Regarding the defendant's applying for a handicapped parking space, the plaintiff suggests that the requisite intent can be inferred by the fact that the defendant lied on his application. The plaintiff fails to articulate how exactly the defendant lied, but we presume she is referring to his alleged failure to disclose that he had off-street parking available on his property. But because the plaintiff did not offer the defendant's application in evidence, the record does not reflect what he did or did not disclose. There was also no evidence presented about the parking needs of his household or the number of spaces available on his property. Moreover, although the plaintiff complains that the defendant asked for the handicapped space to be located forty to sixty feet away from his home and directly in front of her home, the traffic commission's minutes reflect that the location of the space was determined, at least in part, on the fact that "there is a guardrail present" in front of the defendant's home "and also no parking allowed on that side of the street." Thus, again, the judge could take the view that the plaintiff failed to prove the defendant's conduct to be wilful and malicious and that it was committed with the intent to cause fear, intimidation, abuse, or damage to property. See Gassman v. Reason, 90 Mass. App. Ct. 1, 9 (2016) ; C.E.R., 91 Mass. App. Ct. at 127-129.

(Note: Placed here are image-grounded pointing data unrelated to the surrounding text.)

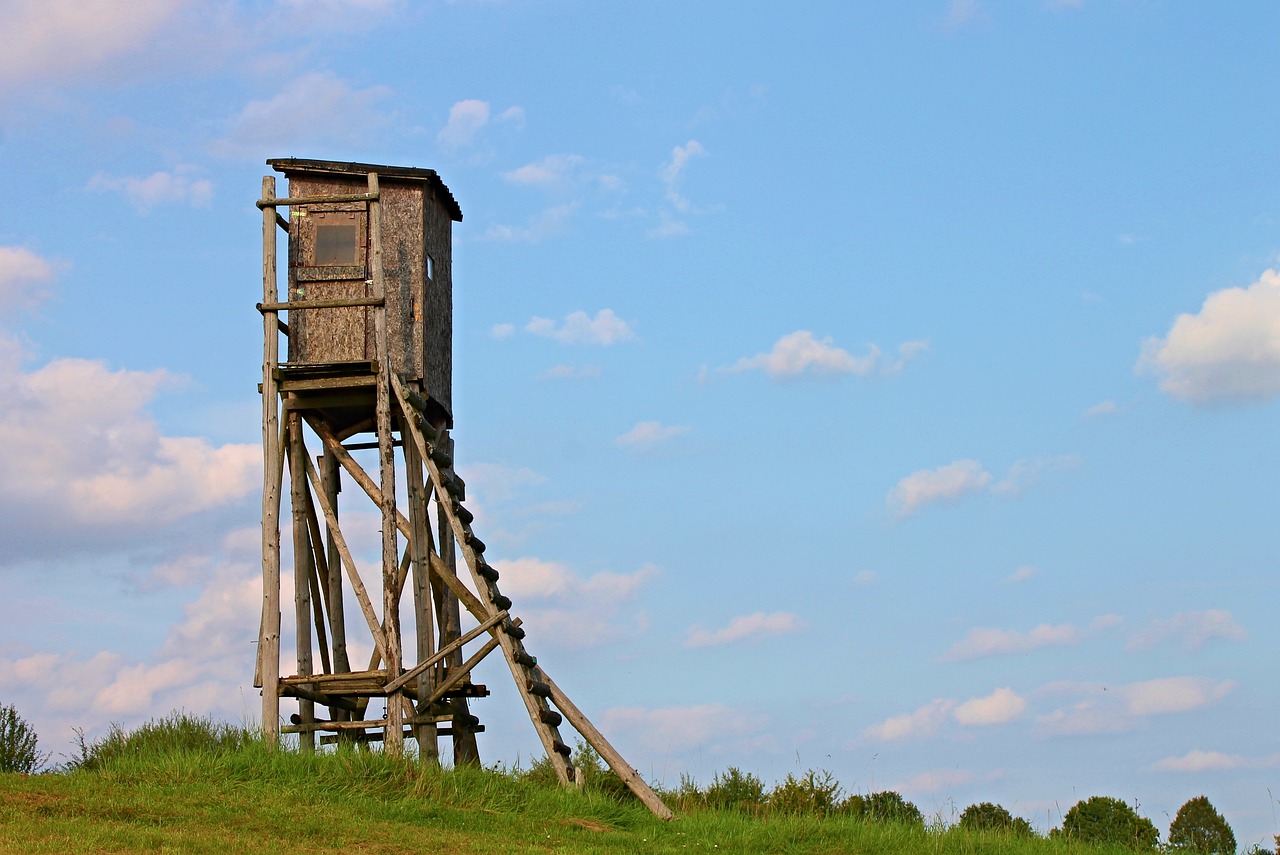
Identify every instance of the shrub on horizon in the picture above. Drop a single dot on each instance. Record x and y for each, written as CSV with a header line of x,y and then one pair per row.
x,y
988,817
1102,819
1200,828
18,744
883,807
816,792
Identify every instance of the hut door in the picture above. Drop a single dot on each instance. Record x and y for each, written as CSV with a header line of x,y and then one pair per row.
x,y
329,264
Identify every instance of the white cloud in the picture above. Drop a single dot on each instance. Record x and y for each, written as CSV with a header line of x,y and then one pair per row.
x,y
1000,707
745,627
302,114
922,723
1022,575
565,371
580,328
548,223
801,353
680,728
988,641
1226,352
1118,708
672,172
1193,629
159,187
1197,762
466,119
649,434
22,278
549,172
77,444
570,611
1173,695
64,39
963,478
1028,472
942,484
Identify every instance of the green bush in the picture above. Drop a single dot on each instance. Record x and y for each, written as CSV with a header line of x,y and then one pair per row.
x,y
18,740
883,807
736,790
987,817
817,792
169,735
1200,828
1101,819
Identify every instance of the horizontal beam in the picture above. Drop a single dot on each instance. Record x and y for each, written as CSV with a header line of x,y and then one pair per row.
x,y
295,305
316,200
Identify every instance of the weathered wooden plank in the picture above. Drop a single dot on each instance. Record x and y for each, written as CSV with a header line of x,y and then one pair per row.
x,y
269,639
488,626
302,568
348,562
609,754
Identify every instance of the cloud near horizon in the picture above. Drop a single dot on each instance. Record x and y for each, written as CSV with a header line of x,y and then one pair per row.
x,y
745,627
800,353
1228,352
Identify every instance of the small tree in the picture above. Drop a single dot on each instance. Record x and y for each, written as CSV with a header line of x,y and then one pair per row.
x,y
736,790
817,792
883,807
1200,828
987,817
1101,819
18,741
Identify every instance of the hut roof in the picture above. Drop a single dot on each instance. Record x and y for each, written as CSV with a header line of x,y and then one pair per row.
x,y
342,168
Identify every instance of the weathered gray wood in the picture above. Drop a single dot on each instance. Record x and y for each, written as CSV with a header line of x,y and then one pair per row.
x,y
342,302
292,201
301,570
269,640
348,562
488,626
609,754
421,548
387,465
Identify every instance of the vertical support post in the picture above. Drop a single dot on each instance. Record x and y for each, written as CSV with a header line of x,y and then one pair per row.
x,y
393,737
269,639
465,748
337,613
420,547
302,571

To conclude, even assuming that the remaining two acts qualify as harassment, and accepting the plaintiff's testimony that the harassment "makes [her] afraid to be in [her] yard or at [her] house," the plaintiff failed to establish, by a preponderance of the evidence, that the defendant committed at least three wilful and malicious acts with the intent required by the statute.4 The judge therefore did not err in declining to extend the ex parte order. See Gassman, 90 Mass. App. Ct. at 9 ; C.E.R., 91 Mass. App. Ct. at 131-132.

Order dated December 9, 2016, affirmed.

The defendant has not filed a brief on appeal.

By the same token, to the extent the plaintiff claims that the defendant committed another qualifying act by backing his vehicle into hers, that argument fails because the record establishes that it was the defendant's wife who was driving at the time. Cf. C.E.R., 91 Mass. App. Ct. at 131 ("The statute neither states nor implies that different acts by different defendants may be aggregated in order to reach the three-act threshold"). There is no evidence that the defendant was even present during that incident.

The judge appeared to credit the plaintiff's testimony that she was subjectively afraid but stated at the hearing that he did not find her fear to be "reasonable." The latter ruling was error, as a plaintiff in a c. 258E proceeding "need only show that she subjectively experienced fear, intimidation, or abuse, without having to satisfy any reasonable person test." C.E.R., 91 Mass. App. Ct. at 126. The judge was also mistaken in his apparent belief that he had no power to prevent the defendant from using the handicapped parking space because the defendant was "entitled" to park there. That entitlement was not unfettered; had the plaintiff proven that the defendant was harassing her, the judge could have prohibited the defendant from using the space as part of a stay-away order. In the end, neither of these errors affects our decision.